New Habits Casco / Utrecht

July 22, 2014

Is it possible to think of life as something that is never given as property but is rather a common use? This question, raised by Giorgio Agamben in the preface to The Highest Poverty: Monastic Rules and Forms-of-Life, summarizes the legacy of Franciscanism, which derives from the monastic order funded by St Francis in the 13th century.

Starting from a similar premise, Casco – Office for Art, Design and Theory launched the project “New Habits,” a complex array of contributions and interventions that have unfolded from a cross-disciplinary series of study groups, events and gatherings. Resulting mainly from long-term collaborations, as in the case of Ayreen Anastas and Rene Gabri, the project has developed as an experimental format to combine artistic research with a critical practice of everyday life. These work-formats are conceived as a set of new gestures, which might offer perspective on how to experience the practice of the common(s) starting from changing given routines — where “practices of commoning produce spaces and temporalities which emerge out of sometimes unforeseen solidarities, affinities, and the opening of new horizons.”

“Rule” and “life” were two of the main keywords that emerged during the public reading group on Agamben’s text, organized with Adrian Rifkin, professor of art writing at Goldsmith College, London, and the Van Abbemuseum. In the exhibition, a succession of chapters juxtaposed examples of how a forma mentis can be embedded in our bodies, as in Yvonne Rainer’s video in which she physically loops repetitive choreography, trying to force her muscles to extend their limits past the point of strain; or a decision to reset the rhythm and framework of our lives, as in the case of Jinsuk Kim, who lived in a crane for a period of one year: a video shows her protest, which was made public through social media. Curator Binna Choi associates her actions with the protagonist of the book The Baron in the Trees by Italo Calvino — about a man who preferred to follow the matters of the world from the perspective of a bird.

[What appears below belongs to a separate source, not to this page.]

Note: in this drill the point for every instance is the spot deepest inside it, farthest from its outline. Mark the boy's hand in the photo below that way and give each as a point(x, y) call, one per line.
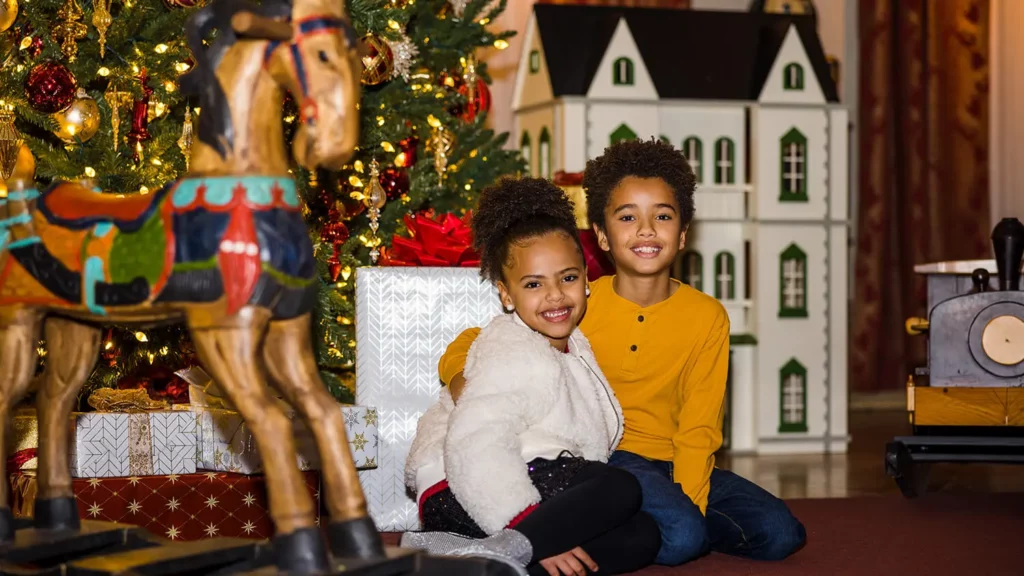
point(572, 563)
point(455, 388)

Institutional critique shows its face in an explicit self-analysis by Andrea Fraser, whose video from 2008 shows a mirrored projection that physically places the visitor in the midst of her personal struggle to live in a professionalized art world. Labor Day celebrations also coincided with the inauguration of a new space for Casco. The design of the office, realized by Jesko Fezer and Andreas Müller, embodies the fluid concept of “commons.” In addition, the day was the culmination of the Festival of the Commons, organized by Anastas and Gabri and described as “a beginning for what we hope will grow into a set of collective inquiries and experiences in commoning the city and exploring the potentials for withdrawing from the community of money.”